Dr. Fung’s point was that lowering blood glucose alone, as practiced today by most clinicians, though well-intentioned, has negative consequences and is insufficient; it must instead be in conjunction with lowering blood INSULIN levels. “It only makes sense to reduce BOTH glucotoxicity and insulin toxicity,” he says in an earlier blog post. “Drugs such as SGLT2 Inhibitors do this, but diet is obviously the best way. Low Carb diets. Intermittent Fasting.” For the mechanism of action, see #328 or read Dr. Fung’s very good book, “The Obesity Code.”
Why is an elevated blood insulin considered “toxic”? Because it is the lynch pin and impetus for a constellation of metabolic disorders, starting with Insulin Resistance, that have come to be known as Metabolic Syndrome. An elevated insulin leading to Insulin Resistance has been caused by the changed dietary practices of the last century, in which highly processed carbohydrate “foods” and vegetable (seed) oils have proliferated.
These two developments have been abetted by an officialdom who, in a misguided effort to protect our arteries, has encouraged us, since 1977, to avoid foods containing saturated fat and cholesterol. Instead, they have replaced them with more highly processed carbs and vegetable oils. The Dietary Guidelines for Americans were first published in 1980 and have changed little since. In 2015 the DGA did however drop the limitation on total fats, and the 300mg/day cap on dietary cholesterol, but they doubled down on replacing saturated fat with vegetable oils. And the % DV on the Nutrition Facts panel on food boxes and bags is still 60% carbohydrate, 30% fat and 10% protein.
The effect of these guidelines has been an accelerated introduction of manufactured food products to conform to them and a mass movement in the culture to adopt them.
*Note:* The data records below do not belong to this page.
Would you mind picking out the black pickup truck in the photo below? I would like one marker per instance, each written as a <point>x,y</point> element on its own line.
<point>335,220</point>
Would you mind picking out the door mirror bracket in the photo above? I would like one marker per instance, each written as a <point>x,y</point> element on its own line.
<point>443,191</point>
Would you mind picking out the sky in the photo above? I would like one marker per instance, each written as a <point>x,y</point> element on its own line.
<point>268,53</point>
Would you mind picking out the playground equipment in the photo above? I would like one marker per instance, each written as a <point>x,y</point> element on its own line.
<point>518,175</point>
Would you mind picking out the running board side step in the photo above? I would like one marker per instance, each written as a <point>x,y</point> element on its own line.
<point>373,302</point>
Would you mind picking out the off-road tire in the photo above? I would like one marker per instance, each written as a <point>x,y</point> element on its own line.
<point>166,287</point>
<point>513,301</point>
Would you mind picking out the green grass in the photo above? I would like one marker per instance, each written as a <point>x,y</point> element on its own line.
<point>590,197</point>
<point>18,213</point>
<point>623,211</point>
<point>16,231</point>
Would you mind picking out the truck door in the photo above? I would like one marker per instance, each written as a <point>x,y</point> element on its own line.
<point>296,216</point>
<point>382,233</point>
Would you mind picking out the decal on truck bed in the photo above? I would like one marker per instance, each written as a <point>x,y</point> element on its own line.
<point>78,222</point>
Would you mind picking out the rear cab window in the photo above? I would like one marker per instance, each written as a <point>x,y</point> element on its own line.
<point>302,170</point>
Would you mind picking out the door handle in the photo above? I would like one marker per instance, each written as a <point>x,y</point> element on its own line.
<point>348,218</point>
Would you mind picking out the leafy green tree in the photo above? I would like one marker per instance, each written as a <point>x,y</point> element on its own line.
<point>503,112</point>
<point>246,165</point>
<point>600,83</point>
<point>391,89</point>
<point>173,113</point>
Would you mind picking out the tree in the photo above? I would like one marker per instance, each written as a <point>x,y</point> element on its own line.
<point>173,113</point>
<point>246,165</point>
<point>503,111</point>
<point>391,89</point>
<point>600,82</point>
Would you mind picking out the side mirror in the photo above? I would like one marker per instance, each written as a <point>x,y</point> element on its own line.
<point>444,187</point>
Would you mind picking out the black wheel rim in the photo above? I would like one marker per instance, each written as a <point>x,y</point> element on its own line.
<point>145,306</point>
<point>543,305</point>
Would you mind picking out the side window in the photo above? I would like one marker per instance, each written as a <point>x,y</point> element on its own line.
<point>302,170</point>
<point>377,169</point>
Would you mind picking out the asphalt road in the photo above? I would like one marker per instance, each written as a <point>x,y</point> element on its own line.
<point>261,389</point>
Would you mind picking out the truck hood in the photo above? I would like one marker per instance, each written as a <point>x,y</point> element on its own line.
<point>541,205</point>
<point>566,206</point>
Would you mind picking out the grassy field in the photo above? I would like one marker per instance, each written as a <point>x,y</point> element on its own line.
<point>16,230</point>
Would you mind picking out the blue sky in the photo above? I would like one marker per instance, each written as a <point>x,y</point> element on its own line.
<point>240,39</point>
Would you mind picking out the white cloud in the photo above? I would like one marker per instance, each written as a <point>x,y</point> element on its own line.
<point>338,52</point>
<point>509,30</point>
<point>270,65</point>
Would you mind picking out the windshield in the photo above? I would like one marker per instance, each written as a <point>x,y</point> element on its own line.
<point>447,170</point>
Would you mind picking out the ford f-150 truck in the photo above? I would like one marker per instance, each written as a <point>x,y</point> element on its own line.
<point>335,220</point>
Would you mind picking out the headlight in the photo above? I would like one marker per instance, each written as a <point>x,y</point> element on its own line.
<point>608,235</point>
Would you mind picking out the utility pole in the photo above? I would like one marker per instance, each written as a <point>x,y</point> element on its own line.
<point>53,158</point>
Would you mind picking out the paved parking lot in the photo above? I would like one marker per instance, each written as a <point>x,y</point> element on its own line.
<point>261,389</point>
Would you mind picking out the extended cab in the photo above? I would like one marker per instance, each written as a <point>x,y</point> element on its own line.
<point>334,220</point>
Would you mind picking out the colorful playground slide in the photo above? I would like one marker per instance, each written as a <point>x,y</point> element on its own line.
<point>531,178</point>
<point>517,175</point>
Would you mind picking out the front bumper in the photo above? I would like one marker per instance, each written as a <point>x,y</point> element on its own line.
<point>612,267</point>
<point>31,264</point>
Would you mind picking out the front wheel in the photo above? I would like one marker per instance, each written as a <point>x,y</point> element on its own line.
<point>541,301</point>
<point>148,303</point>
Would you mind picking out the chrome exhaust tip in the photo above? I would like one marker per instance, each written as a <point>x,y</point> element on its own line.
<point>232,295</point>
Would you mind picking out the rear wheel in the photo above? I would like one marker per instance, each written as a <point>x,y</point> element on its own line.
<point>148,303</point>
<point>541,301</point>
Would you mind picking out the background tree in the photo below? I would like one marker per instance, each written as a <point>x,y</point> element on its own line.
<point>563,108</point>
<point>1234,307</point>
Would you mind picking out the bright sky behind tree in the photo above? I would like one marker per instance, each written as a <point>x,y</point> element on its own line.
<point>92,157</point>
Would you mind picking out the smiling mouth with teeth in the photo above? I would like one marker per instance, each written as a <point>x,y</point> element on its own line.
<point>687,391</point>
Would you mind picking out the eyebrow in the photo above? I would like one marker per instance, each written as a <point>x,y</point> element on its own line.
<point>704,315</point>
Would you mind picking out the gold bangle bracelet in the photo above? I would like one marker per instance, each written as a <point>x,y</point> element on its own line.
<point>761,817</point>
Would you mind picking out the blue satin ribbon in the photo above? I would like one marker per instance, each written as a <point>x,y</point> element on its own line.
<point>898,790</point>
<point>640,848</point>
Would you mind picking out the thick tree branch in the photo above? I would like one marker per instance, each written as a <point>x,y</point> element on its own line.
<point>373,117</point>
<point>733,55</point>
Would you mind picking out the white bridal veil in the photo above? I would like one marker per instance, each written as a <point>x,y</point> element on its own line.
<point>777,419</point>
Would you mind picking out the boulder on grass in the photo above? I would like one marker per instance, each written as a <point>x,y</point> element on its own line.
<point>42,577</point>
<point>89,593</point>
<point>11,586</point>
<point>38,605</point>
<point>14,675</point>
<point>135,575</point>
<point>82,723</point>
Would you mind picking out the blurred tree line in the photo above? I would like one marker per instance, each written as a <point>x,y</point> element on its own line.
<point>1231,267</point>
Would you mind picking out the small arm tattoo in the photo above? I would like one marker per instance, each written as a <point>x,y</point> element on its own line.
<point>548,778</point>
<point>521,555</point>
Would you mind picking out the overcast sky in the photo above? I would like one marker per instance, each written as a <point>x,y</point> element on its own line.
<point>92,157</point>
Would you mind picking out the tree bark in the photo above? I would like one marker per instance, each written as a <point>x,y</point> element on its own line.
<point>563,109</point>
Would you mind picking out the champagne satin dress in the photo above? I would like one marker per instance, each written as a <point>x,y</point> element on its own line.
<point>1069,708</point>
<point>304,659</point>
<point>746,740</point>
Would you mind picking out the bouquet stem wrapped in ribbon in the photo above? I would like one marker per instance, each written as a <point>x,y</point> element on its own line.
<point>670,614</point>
The outcome, as we develop the markers of metabolic disease – obesity, hypertension, type 2 diabetes, high cholesterol, dyslipidemia, and non-alcoholic fatty liver disease (NAFLD) – is a growing body of evidence that this nationwide dietary experiment has, tragically, gone awry.
All of these chronic metabolic disorders are related, and all of them can be traced back to a chronically elevated blood INSULIN, i.e. INSULIN RESISTANCE (IR) that is caused by what we eat. Carbohydrates start the process by signaling the pancreas to secrete insulin. Insulin is required to transport the digested carbs (as glucose) and to open the door to the cells that take up the glucose for energy. While more and more insulin is circulating, trying to “open the door,” it signals the body’s other source of energy, stored body fat, that it is not needed. Body fat is, in fact, blocked from use. So, while both glucose and insulin circulate, we do not burn body fat for energy, we are in energy imbalance, we are hungry and we eat. And any carbs or fat we overeat is converted by the liver to more body fat.
An elevated blood insulin starts it: insulin resistance, obesity, hypertension, type 2 diabetes, high cholesterol, ED and NAFLD all follow. So, as Jason Fung says, “It only makes sense to reduce BOTH glucotoxicity and insulin toxicity,” anddiet is obviously the best way” to do it. “Low Carb diets. Intermittent Fasting.”